In this study, the number of dietitians in the hospitals was below international standards. Pan et al. investigated the status of the clinical department in Jiangsu, China (21) and reported that the nutrition departments of Jiangsu had some problems in different aspects. Nutrition departments did not have a clear department definition and the management and development of nutrition departments were confusing. Also, the ratio of dietitians per hospital bed was far from the standard levels of the hospitals in Jiangsu, China (18). The departments of nutrition in hospitals need enough human resources to improve the provision of nutrition services in hospitals. This study indicated that, compared to a similar study in 2018, the number of total human resources in clinical nutrition departments was increased. However, the most growth of human recourses was related to an increased number of clinicians and nurses instead of dietitians (22). Um et al. indicated that the hospitals of Korea had a low performance rate regarding nutritional care and there were large variations in the quality of nutritional service between hospitals (23). Rasmussen et al. found that nutrition departments in Danish hospitals did not follow the standards for nutrition support according to the established criteria (24).
In the present study, lack of organizational support was considered as the most important problem of nutritional services by hospital dietitians.
In Iran, the hospital dietitian is responsible for several duties, such as monitoring the process of receiving and buying foods, monitoring storage, preparing and transporting raw or processed foods, monitoring the preparation of gavage solution, monitoring food cooking, nutritional assessment of the patients and designing the food plan of the patients and staff, and follow up of nutritional status of hospitalized patients. Due to lack of sufficient staff for the number of active beds in the hospital, the multiplicity of responsibilities of dietitians, and the lack of per case payment method (dietitians have a fixed salary), providing a specialized diet for the patients may not be done properly in many hospitals.
Overall, the results of the present study showed that the nutritional status of public hospitals in Guilan province of Iran was not favorable. However, the present study had some limitations. First, this study was conducted only in public hospitals and cannot be generalized to private hospitals. Secondly, some hospitals in different cities of Guilan province were excluded from the study for various reasons, such as lack of access to information and lack of a resident dietitian in the hospital, and this may affect the accuracy and generalizability of the results.
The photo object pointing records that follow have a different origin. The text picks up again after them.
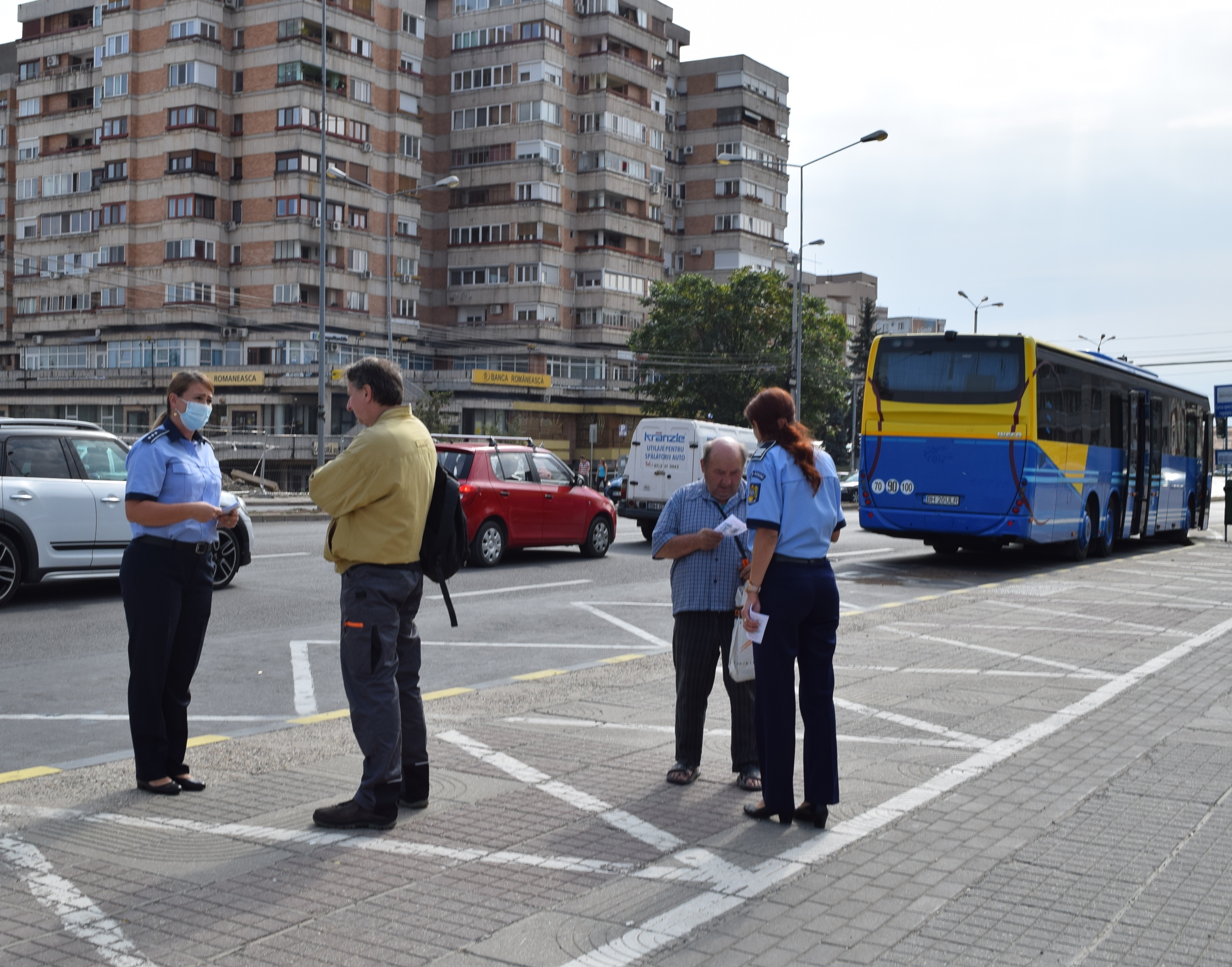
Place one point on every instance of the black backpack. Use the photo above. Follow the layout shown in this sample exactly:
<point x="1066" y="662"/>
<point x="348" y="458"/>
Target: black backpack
<point x="445" y="547"/>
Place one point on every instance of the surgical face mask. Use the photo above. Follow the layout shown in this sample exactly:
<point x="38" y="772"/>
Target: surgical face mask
<point x="195" y="414"/>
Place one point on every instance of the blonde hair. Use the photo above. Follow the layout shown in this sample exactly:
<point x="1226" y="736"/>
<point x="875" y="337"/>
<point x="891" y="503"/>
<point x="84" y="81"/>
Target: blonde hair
<point x="180" y="382"/>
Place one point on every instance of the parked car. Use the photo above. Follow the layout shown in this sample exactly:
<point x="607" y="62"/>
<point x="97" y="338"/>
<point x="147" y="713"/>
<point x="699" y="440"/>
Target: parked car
<point x="851" y="487"/>
<point x="517" y="494"/>
<point x="62" y="507"/>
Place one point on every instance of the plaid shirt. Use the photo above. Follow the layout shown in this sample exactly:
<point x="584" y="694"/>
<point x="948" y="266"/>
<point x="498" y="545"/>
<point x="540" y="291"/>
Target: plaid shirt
<point x="704" y="581"/>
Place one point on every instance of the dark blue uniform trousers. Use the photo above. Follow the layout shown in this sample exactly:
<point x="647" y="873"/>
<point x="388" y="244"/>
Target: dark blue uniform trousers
<point x="802" y="603"/>
<point x="168" y="594"/>
<point x="381" y="658"/>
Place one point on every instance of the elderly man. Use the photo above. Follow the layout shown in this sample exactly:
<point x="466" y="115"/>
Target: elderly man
<point x="705" y="572"/>
<point x="377" y="493"/>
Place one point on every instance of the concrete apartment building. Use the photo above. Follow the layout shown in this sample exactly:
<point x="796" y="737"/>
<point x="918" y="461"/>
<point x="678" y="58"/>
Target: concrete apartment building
<point x="162" y="189"/>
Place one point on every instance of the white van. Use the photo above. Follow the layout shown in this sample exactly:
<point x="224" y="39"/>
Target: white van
<point x="665" y="455"/>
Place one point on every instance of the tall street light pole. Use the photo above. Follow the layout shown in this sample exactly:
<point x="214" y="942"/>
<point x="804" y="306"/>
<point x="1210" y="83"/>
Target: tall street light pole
<point x="979" y="306"/>
<point x="726" y="159"/>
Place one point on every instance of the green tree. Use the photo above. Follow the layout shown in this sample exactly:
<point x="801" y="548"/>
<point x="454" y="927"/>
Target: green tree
<point x="709" y="348"/>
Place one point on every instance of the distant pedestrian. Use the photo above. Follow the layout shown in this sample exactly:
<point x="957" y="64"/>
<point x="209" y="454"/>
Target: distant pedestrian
<point x="377" y="492"/>
<point x="795" y="514"/>
<point x="706" y="572"/>
<point x="167" y="578"/>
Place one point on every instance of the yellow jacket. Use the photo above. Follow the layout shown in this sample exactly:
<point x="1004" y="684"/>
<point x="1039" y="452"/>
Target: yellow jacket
<point x="377" y="492"/>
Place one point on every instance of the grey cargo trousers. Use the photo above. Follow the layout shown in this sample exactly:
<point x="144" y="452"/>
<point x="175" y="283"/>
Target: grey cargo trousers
<point x="381" y="658"/>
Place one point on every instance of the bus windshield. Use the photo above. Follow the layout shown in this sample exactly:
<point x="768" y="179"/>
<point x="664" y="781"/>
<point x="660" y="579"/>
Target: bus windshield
<point x="968" y="370"/>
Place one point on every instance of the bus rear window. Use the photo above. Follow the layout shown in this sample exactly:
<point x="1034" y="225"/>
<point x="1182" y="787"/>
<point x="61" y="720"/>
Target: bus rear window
<point x="457" y="462"/>
<point x="968" y="370"/>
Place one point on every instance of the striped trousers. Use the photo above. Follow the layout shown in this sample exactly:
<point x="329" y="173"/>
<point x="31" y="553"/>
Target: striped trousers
<point x="699" y="640"/>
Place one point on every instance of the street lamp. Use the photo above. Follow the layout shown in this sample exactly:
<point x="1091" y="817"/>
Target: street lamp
<point x="445" y="183"/>
<point x="980" y="306"/>
<point x="726" y="159"/>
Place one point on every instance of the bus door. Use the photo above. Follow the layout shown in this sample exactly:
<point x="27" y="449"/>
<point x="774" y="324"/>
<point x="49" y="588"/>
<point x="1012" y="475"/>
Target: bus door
<point x="1136" y="461"/>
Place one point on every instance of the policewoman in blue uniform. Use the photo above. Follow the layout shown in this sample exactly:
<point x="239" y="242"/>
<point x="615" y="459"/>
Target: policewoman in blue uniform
<point x="796" y="514"/>
<point x="167" y="578"/>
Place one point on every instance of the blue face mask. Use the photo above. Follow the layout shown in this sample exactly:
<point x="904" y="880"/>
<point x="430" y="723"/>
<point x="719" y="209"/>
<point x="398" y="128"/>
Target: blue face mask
<point x="195" y="414"/>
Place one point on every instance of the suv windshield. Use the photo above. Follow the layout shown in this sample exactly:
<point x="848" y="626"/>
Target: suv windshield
<point x="968" y="370"/>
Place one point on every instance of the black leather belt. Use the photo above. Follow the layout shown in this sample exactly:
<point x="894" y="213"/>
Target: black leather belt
<point x="198" y="547"/>
<point x="788" y="559"/>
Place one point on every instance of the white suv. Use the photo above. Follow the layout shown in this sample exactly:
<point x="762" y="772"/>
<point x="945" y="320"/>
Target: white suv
<point x="62" y="507"/>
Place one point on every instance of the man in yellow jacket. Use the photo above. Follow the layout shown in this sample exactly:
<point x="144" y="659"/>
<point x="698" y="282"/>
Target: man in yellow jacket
<point x="377" y="492"/>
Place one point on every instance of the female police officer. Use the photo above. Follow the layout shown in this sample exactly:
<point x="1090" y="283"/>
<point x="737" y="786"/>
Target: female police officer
<point x="167" y="578"/>
<point x="796" y="513"/>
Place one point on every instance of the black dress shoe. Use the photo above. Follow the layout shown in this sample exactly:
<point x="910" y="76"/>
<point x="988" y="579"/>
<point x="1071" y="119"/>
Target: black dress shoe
<point x="351" y="816"/>
<point x="167" y="789"/>
<point x="766" y="812"/>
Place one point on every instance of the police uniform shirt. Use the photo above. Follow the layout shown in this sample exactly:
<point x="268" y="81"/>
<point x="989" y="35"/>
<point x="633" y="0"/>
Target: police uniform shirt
<point x="165" y="467"/>
<point x="782" y="499"/>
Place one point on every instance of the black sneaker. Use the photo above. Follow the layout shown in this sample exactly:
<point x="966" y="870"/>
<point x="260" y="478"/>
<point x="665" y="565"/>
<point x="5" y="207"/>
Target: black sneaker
<point x="351" y="816"/>
<point x="414" y="786"/>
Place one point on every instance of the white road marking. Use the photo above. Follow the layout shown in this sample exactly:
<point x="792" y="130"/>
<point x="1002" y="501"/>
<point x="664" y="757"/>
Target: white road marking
<point x="301" y="671"/>
<point x="80" y="916"/>
<point x="681" y="921"/>
<point x="631" y="629"/>
<point x="638" y="828"/>
<point x="504" y="590"/>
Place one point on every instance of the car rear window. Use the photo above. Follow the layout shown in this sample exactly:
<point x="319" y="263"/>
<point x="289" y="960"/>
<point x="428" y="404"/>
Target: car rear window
<point x="457" y="462"/>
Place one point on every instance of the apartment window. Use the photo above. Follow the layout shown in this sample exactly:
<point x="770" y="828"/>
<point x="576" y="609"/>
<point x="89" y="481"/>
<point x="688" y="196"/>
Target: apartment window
<point x="190" y="206"/>
<point x="201" y="249"/>
<point x="196" y="117"/>
<point x="192" y="72"/>
<point x="203" y="29"/>
<point x="478" y="78"/>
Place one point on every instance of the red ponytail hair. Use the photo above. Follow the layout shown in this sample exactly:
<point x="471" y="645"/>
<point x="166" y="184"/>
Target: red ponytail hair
<point x="774" y="414"/>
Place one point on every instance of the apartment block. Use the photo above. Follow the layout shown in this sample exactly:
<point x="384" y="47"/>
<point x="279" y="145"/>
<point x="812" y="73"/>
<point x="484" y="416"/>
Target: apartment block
<point x="163" y="161"/>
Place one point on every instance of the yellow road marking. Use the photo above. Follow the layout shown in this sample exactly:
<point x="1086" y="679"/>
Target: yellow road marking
<point x="206" y="741"/>
<point x="20" y="774"/>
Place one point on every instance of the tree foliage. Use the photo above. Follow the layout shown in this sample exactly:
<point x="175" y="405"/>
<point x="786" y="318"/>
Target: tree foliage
<point x="712" y="347"/>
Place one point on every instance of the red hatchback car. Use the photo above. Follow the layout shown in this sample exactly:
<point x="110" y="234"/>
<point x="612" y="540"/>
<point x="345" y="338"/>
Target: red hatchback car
<point x="515" y="494"/>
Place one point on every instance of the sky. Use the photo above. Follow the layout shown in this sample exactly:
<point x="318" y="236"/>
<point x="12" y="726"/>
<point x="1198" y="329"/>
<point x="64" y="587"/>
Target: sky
<point x="1070" y="159"/>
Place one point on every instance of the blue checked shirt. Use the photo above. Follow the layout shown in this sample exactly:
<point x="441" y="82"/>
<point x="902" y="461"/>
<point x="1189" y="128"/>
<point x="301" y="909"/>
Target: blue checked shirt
<point x="704" y="581"/>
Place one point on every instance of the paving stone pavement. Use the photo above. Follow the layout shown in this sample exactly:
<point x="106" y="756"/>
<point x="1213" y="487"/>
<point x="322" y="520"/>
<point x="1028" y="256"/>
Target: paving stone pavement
<point x="1036" y="772"/>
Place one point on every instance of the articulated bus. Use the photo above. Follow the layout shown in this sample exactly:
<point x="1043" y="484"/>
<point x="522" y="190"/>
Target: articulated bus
<point x="972" y="441"/>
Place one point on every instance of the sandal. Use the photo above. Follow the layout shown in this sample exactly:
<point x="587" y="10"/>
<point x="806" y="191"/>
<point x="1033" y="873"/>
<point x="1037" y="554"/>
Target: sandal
<point x="750" y="779"/>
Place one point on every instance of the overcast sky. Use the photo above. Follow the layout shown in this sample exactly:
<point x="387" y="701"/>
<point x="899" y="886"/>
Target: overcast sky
<point x="1069" y="159"/>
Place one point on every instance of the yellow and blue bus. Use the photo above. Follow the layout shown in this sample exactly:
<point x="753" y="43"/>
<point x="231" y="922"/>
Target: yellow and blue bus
<point x="973" y="441"/>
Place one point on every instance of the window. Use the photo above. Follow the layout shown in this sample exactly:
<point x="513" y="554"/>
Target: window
<point x="199" y="249"/>
<point x="190" y="206"/>
<point x="203" y="29"/>
<point x="479" y="276"/>
<point x="192" y="72"/>
<point x="200" y="117"/>
<point x="190" y="293"/>
<point x="494" y="77"/>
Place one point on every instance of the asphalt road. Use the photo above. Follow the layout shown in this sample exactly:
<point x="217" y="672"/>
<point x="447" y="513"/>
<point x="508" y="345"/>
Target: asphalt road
<point x="63" y="664"/>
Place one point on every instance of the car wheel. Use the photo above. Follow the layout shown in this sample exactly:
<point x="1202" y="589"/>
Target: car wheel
<point x="226" y="558"/>
<point x="10" y="570"/>
<point x="488" y="546"/>
<point x="599" y="538"/>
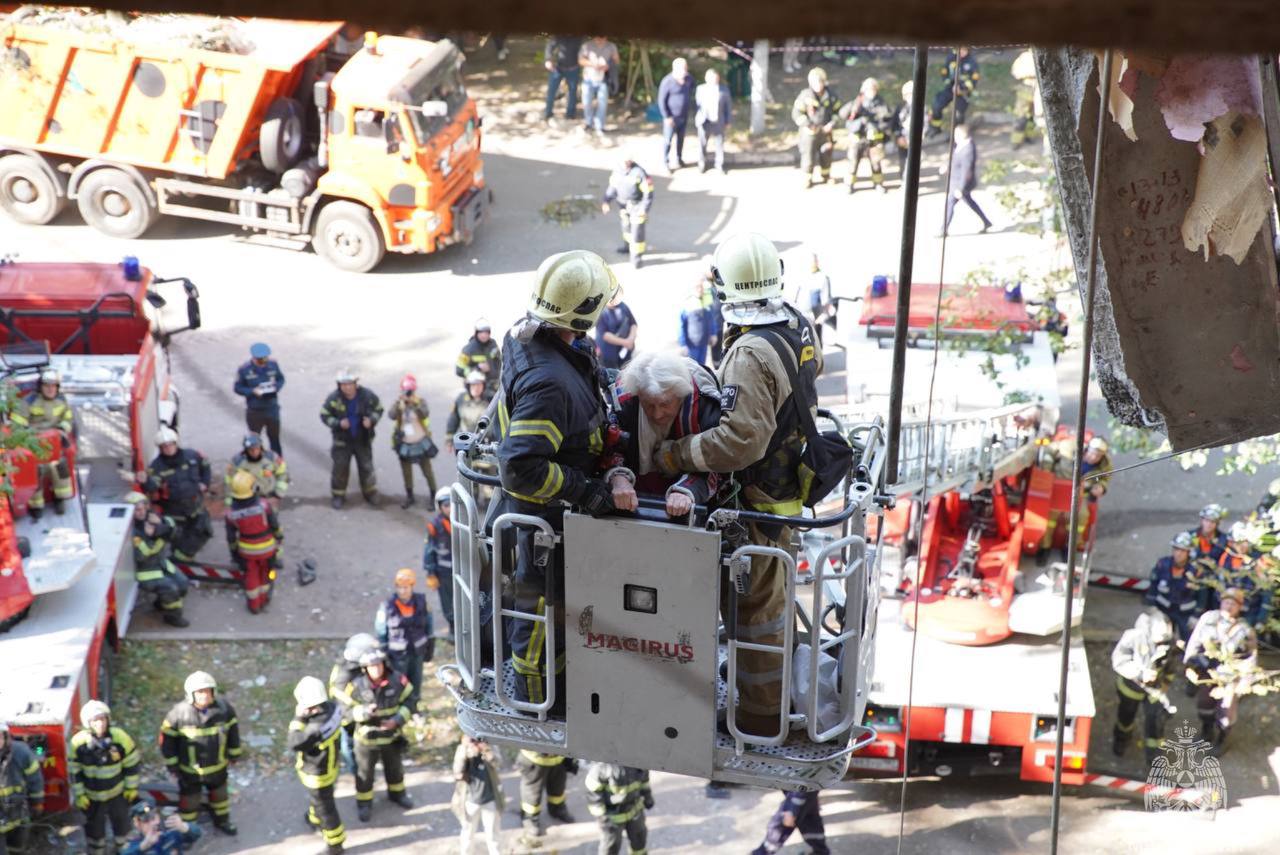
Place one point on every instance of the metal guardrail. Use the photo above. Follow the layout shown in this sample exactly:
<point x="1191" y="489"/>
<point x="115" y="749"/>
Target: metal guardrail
<point x="547" y="618"/>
Also, this study focused on the status of providing clinical nutrition services in hospitals, and the nutritional status of the patients has not been studied. Future more comprehensive studies may be effective for better policy-making and order to improve clinical nutrition in hospitals.
CONCLUSION
The status of clinical nutrition in the Guilan public hospitals of Guilan, Iran was inadequate in terms of most of the evaluated indicators. Providing appropriate training to hospital staff, specialists, and nurses, as well as providing a sufficient number of dietitians to hospital, per case payment method for nutrition counseling, of the hospital catering department may improve the situation of clinical nutrition in hospitals.
Ethics approval and consent to participate.
The research was performed in accordance with institutional regulations after protocol review and approval by the Medical Ethics Committee of the Shahid-Beheshti University of Medical Sciences, Tehran, Iran (IR.SBMU.NNFTRI.REC.1400.033).